America has a far higher prevalence of institutionalized religion than any of the nation-states in post-Christian Europe, yet we experience far higher rates of violent crime
How does crime among American whites compare to white Europeans? As Razib alludes to, there are cultural and possibly average genetic differences among groups to account for.
Thursday - uh, where did Razib allude to "genetic differences" here?
Should "infidelity" really be identified with "anti-social behavior"?
If institutional religion is declining (hard to tell here in the southern US), that could just as readily be interpreted as a weakening of mutually-rejecting subgroups and thus possibly an increase in social cohesion.

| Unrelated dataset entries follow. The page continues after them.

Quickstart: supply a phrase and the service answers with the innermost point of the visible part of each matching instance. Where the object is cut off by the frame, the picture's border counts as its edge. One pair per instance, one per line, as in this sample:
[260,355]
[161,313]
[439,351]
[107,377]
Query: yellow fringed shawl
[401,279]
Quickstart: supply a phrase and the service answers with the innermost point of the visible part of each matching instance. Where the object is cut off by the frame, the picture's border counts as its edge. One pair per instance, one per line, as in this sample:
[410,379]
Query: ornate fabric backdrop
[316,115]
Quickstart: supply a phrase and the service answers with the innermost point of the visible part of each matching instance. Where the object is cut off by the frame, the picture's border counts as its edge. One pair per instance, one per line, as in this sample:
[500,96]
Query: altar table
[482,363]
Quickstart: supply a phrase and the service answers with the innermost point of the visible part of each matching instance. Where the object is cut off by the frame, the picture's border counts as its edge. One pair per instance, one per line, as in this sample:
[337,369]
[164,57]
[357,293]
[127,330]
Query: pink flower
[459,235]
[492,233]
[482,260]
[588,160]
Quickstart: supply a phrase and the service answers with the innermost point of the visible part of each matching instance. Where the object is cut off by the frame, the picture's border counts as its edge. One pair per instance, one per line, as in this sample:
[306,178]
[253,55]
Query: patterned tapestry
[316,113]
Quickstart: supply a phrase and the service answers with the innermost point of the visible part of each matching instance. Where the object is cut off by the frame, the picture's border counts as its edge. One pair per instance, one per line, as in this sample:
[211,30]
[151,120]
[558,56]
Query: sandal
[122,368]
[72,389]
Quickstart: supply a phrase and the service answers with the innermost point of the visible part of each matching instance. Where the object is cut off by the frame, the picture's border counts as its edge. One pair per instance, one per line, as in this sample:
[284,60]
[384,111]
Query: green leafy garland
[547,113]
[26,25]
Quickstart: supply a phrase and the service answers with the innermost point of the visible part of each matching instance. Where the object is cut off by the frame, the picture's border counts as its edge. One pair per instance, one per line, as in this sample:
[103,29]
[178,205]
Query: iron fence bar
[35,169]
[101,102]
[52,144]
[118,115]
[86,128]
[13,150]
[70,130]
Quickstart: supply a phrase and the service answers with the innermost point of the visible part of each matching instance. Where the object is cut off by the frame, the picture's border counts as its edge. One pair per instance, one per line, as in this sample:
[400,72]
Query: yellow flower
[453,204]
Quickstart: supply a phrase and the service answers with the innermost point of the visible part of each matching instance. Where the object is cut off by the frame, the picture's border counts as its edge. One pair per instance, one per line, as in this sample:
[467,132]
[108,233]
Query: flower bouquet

It's my impression that there's a weak positive correlation between religiosity and crime, one swamped by other (mostly economic) variables, but that's the sort of thing that calls for large longitudinal studies - and I haven't seen any good ones.
Thursday - uh, where did Razib allude to "genetic differences" here?
Razib didn't in this post (or this blog in general), but Thursday was just offering a different variable. It is also a valid variable, because one of the other qualities that differentiates the United States from Europe is the level of ethnic diversity. One way of determining whether determining whether that is playing a significant role in the divergence in crime-rates would be to compare whether European-Americans are any more likely to commit crimes than European-Europeans. If the crime-rates are similar despite widely divergent religious values, then it would mean that religion isn't a central factor.
One way of determining whether determining
I really should make a habit out of proof-reading my posts.